Tuesdays With Morrie

It's the end of the school year, and my PLC team, Team Awesomeness, reads a choice novel in our classes. The choices were Tears of a Tiger, The Things They Carried, and Tuesdays With Morrie. I chose Tuesdays With Morrie by Mitch Albom for my classes.

The reasoning, at first, for choosing this book was because I'd read it before.  I don't like to teach things I've never been exposed to.  I feel lost, and that I can't do my best for my students when that happens. As I was reading it myself as a refresher, I realized that I want to expose my students to the acts of compassion contained in this book.

The first time I read this book was in the spring of 2009.  I was in my methods classes on campus at Caney Creek High School, and my reading block teacher, Lisa Finch, had us read it. She even bought a copy of the book for us.  We met twice a week, and every week, we'd be assigned a section to read. We weren't allowed to read beyond the selection, and that drove me crazy.
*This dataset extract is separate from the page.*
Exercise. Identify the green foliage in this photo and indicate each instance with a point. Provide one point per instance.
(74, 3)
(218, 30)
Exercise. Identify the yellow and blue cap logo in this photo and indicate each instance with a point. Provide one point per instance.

Not because this is a suspenseful book, and I couldn't put it down, but because in Morrie, I saw my grandpa-even though they had different afflictions.

Reading the book this time, a year and a half after losing my grandpa, was a little harder. In many ways, my grandpa was a teacher to me in the same way Morrie was a teacher to Mitch. It was nice to be able to relate to someone who knew the pain of losing someone without having to actually talk to someone about it.

Lessons abound in this book. I won't go into to it in detail, but there is something to gain on every page. My favorite quote, then and now, is at the top of page 174:
     As long as we can love each other, and remember the feeling of love we had, we can die without ever really going away.  All the love you created is still there.  All the memories are still there. You live on--in the hearts of everyone you have touched and nurtured while you were here (Albom).

I hope this is true for myself.  I know it's true for people I have loved and lost. I want to be like Morrie.